A pocos kilómetros, el Hesperia Presidente propone una narrativa distinta. Aquí, en el Eixample, el lujo es cosmopolita. Su fragancia es seductora y profunda: el azafrán y la frambuesa se entrelazan con el oud y el pachulí, creando una estela elegante que espeja el dinamismo de la Avenida Diagonal. Es el perfume de la Barcelona que nunca duerme.
Andalucía: el embrujo de la luz y la historia
Si el sur es emoción, su aroma debe ser puro sentimiento. En Hesperia Sevilla, la ciudad se filtra por las ventanas a través del neroli, el jazmín y la flor de naranjo. Es una fragancia que captura la alegría de las plazas hispalenses y el frescor de la naranja dulce, dejando una calidez de haba tonka que invita a quedarse.
Cruzando hacia la ciudad califal, el Hesperia Córdoba rinde homenaje a la Mezquita-Catedral con una composición oriental y amaderada. El sándalo y el pachulí aportan una profundidad casi mística, equilibrada con el espliego, que nos transporta a los patios cordobeses y a la serenidad de una historia milenaria.
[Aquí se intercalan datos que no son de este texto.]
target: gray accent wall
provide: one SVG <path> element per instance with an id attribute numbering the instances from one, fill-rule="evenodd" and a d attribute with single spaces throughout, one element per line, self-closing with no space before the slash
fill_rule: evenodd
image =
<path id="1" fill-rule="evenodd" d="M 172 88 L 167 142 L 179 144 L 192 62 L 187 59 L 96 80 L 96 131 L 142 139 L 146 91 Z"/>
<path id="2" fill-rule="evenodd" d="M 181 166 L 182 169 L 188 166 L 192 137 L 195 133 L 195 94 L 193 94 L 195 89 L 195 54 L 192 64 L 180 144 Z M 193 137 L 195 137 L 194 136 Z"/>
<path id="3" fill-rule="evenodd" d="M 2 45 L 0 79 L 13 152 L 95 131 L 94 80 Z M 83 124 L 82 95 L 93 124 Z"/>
Baleares y el refugio natural
El Mediterráneo se hace perfume en el Hesperia Mallorca. Aquí, la fragancia es una oda a la luz insular: limón, mandarina y cassis verde para evocar la brisa marina, sobre una base de maderas nobles que aportan la estructura de la calma mallorquina.
Para quienes buscan el silencio, el Hesperia Sant Just se convierte en un remanso de bienestar. Su aroma marino y de salvia actúa como un bálsamo, una extensión del espíritu acogedor de un hotel que invita a la desconexión total.
La apuesta de Hesperia y Aromas de Ibiza confirma que la hospitalidad moderna es emocional o no es. En un mundo saturado de imágenes, el olfato se revela como el último refugio de la autenticidad.
Al final del viaje, la maleta puede volver vacía de recuerdos materiales, pero el aroma de esa estancia --esa mezcla de confort, destino y cuidado-- permanecerá en el sistema límbico del viajero, recordándole que los lugares no solo se visitan: se sienten.